On other issues, the two candidates found little room for disagreement. Both were receptive to the idea of increasing the number of signatures required to trigger a charter amendment election as proposed by Senate Bill 690. “In general, I do not believe that the California-style government of initiative and referendum has served us well,” McCracken said. Obtaining signatures from five percent of the city’s registered voters, he noted, was not the barrier it once was, in part due to advances in computer technology. “I think given some of the changes we have seen in technology that have vastly expanded the number of initiatives that you see, particularly in cities like Houston, I think…on balance…that’s a good thing to do.”

 

Leffingwell also told the group the citizen-initiative process had flaws. One of those is that it actually takes fewer signatures to trigger a charter amendment election than it does to get a new ordinance on the ballot. “I think, at the very least, we should have an equal requirement as to a percentage of eligible voters,” Leffingwell said.

 

The two also found common ground on a push by Police Chief Art Acevedo to have blood taken from suspects in DWI cases.
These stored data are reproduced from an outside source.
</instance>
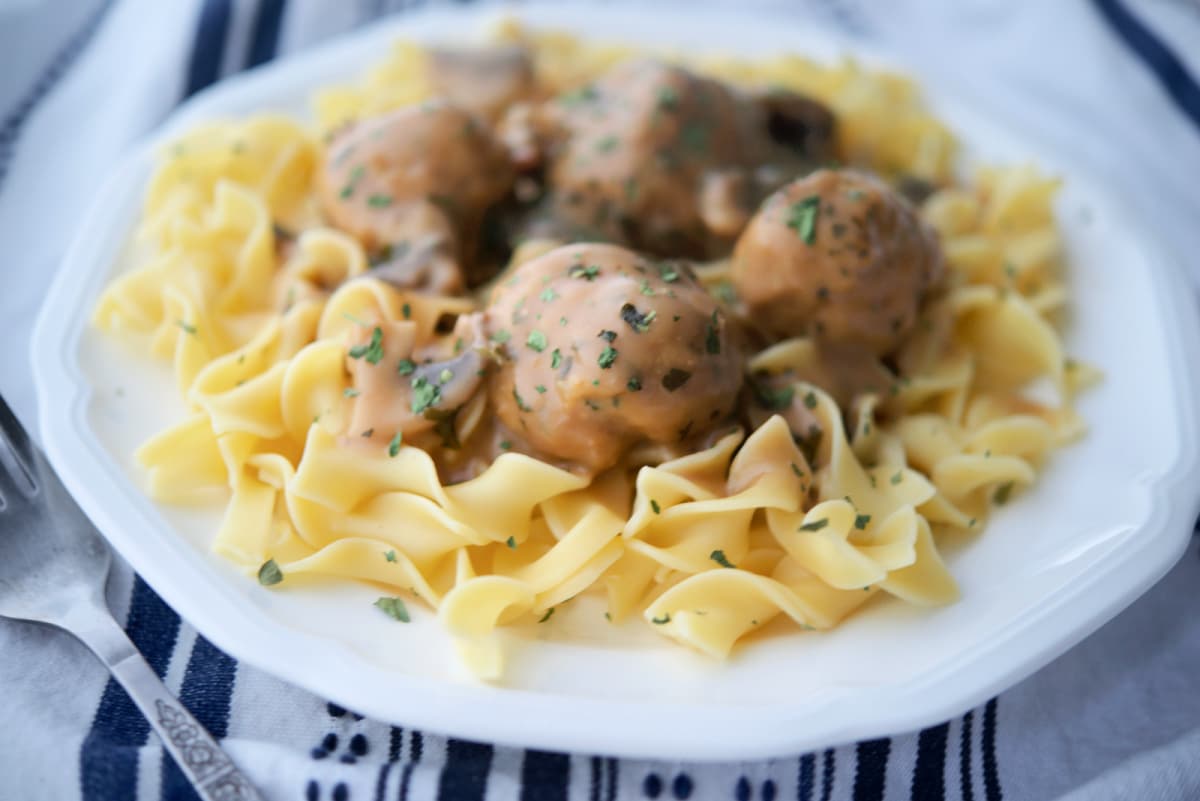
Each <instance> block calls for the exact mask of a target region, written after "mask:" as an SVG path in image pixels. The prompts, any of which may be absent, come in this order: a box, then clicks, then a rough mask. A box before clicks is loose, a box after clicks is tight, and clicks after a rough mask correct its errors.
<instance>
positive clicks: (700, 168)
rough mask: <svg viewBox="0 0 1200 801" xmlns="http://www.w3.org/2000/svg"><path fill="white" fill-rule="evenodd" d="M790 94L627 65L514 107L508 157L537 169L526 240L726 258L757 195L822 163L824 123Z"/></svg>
mask: <svg viewBox="0 0 1200 801" xmlns="http://www.w3.org/2000/svg"><path fill="white" fill-rule="evenodd" d="M791 97H792V98H794V100H797V102H793V103H788V102H785V101H784V100H781V97H780V95H779V94H770V95H768V96H764V97H752V96H750V95H748V94H745V92H742V91H738V90H736V89H733V88H731V86H728V85H726V84H722V83H719V82H716V80H712V79H708V78H703V77H701V76H697V74H694V73H691V72H689V71H686V70H684V68H682V67H678V66H673V65H668V64H664V62H660V61H653V60H635V61H626V62H623V64H620V65H618V66H617V67H614V68H613V70H611V71H610V72H608V73H606V74H605V76H604V77H601V78H600V79H599V80H596V82H595V83H592V84H588V85H586V86H582V88H580V89H576V90H574V91H571V92H569V94H566V95H564V96H560V97H558V98H554V100H552V101H548V102H547V103H545V104H544V106H542V107H540V108H539V109H536V110H533V109H529V108H517V109H514V112H512V114H511V115H510V118H509V120H506V124H508V125H506V126H505V128H504V132H505V138H506V140H508V143H509V146H510V149H511V150H512V151H514V158H515V159H516V161H517V162H518V163H526V164H528V163H532V162H534V161H536V158H538V157H539V155H540V156H544V157H545V162H546V163H545V177H546V183H547V188H548V194H547V197H546V199H545V200H544V203H542V205H541V207H540V209H539V210H538V213H536V216H535V221H536V223H540V225H541V227H540V228H538V227H536V225H535V227H534V228H533V229H532V234H534V235H542V236H545V235H550V236H553V237H557V239H565V240H571V239H592V240H602V241H610V242H622V243H625V245H629V246H631V247H635V248H637V249H642V251H648V252H652V253H655V254H664V255H673V257H685V258H692V257H695V258H703V257H713V255H720V254H724V253H727V252H728V247H730V246H731V245H732V242H733V239H734V237H736V236H737V234H738V233H739V231H740V230H742V228H743V227H744V225H745V223H746V221H748V219H749V218H750V215H751V213H752V211H754V209H755V206H756V205H757V203H758V200H760V199H761V198H762V197H763V195H764V194H766V193H767V192H769V191H772V189H774V188H775V187H778V186H780V185H781V183H782V182H785V181H786V180H788V179H790V177H792V176H794V175H797V174H799V173H802V171H806V170H808V169H809V168H810V167H811V162H812V161H815V159H824V158H827V157H828V156H829V155H830V149H832V134H833V116H832V115H829V114H828V112H827V110H826V112H824V114H823V115H822V114H821V112H822V110H823V107H821V106H820V104H817V103H815V102H812V101H804V100H800V98H798V97H797V96H791ZM818 118H820V119H818ZM530 131H534V133H530ZM776 135H778V138H776Z"/></svg>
The department has had several ‘no refusal’ weekends on major holidays in the past few months, in which the department would obtain a search warrant to draw blood from DWI suspects who invoked their right to refuse a breathalyzer test. “I am very concerned about that, and there’s a reason why nurses at our hospitals basically decided that they didn’t want to do that anymore,” Leffingwell said. “There are a lot of inherent dangers in an invasive procedure and I don’t think the city should be exposed to that kind of liability. I realize that it really expedites the prosecution process…but on balance, I think that with the problems of an invasive procedure and also the inherent problems with basic civil rights, I would oppose it.”

 

McCracken’s assessment was that “the idea has become more trouble than it is worth. I understand the motivation and frustration law enforcement feels. I have prosecuted DWI cases before,” he said. “But to take people’s blood, I just I don’t think that is a productive path.”